Checking the output

The Simulation Summary table shows that the stopping criteria on the confidence interval of the mean was satisfied once 35,214 cases were generated. This gives the analysts confidence that a sufficient number of cases were generated to create a target distribution with a reliable value of the sample mean.

The Correlation tornado chart, which is generated by default, shows the Pearson correlation between the target NPV and its simulated inputs opcost and revenue. The correlations have the expected signs since it is clear that net present value should increase with increasing revenue and decrease if operating costs increase.

The Descriptive Statistics of Scale
Inputs table shows that the simulated values of the inputs cover almost
the entire range specified for each input, and that the sample means
agree well with the theoretical means for the associated triangular
distributions. For example, opcost was specified to have a triangular distribution with a minimum value
of $210,000 and a maximum value of $230,000. The minimum simulated
value is $210,048 and the maximum simulated value is $229,837. The sample mean $219,944 of the simulated data for opcost agrees very well with the theoretical
mean of $220,000 for the associated triangular distribution. For reference,
the mean of a triangular distribution is given by: (min+max+mode)/3. Similar agreement can
be verified for the other simulated input revenue.
- Switch to the dataset, you specified, that contains the simulated data.
- From the menus choose:
Figure 4. Frequencies dialog 
- Move opcost and revenue to the Variable(s) list.
- Click Charts.
- Select Histograms in the Frequencies: Charts dialog.
- Click Continue.
- Deselect Display frequency tables in the Frequencies dialog.
- Click OK.

The histogram for opcost shows that sufficient data have been generated to nicely represent the specified triangular distribution with parameters min=$210,000, max=$230,000 and mode=$220,000. Inspection of the histogram for revenue will show that it also agrees well with the specified triangular distribution.

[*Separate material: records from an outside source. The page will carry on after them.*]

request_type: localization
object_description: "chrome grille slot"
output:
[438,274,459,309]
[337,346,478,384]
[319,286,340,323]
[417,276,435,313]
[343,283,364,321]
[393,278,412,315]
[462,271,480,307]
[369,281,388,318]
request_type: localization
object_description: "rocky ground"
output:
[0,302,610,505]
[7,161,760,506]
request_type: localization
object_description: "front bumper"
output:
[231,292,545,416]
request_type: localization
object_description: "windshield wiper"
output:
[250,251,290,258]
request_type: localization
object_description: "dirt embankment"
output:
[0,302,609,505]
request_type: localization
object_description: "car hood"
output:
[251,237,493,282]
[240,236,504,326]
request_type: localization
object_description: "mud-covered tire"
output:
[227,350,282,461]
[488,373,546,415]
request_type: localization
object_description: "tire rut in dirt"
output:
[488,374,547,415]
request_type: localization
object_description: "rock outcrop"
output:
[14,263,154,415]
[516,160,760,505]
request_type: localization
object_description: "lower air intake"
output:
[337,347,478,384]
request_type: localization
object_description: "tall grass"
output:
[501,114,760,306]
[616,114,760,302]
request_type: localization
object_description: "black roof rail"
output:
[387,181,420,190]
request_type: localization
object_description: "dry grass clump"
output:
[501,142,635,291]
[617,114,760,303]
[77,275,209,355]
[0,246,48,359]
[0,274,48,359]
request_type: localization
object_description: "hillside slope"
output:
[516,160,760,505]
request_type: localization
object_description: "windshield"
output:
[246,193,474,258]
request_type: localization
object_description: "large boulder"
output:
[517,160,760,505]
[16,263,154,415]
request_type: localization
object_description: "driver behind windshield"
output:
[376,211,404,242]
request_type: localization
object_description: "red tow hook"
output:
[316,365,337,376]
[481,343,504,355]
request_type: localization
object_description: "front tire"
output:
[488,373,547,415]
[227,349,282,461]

The Probability Density chart, which is included in the default output for a simulation, displays the distribution of values for the net present value. Reference lines are placed at the 5% and 95% points of the distribution. With the 5% line at a negative value of net present value, we know that there is at least a 5% probability that startup costs will not be recovered in three years. Of course, this is assuming that the growth rate has the conservative value of 8%.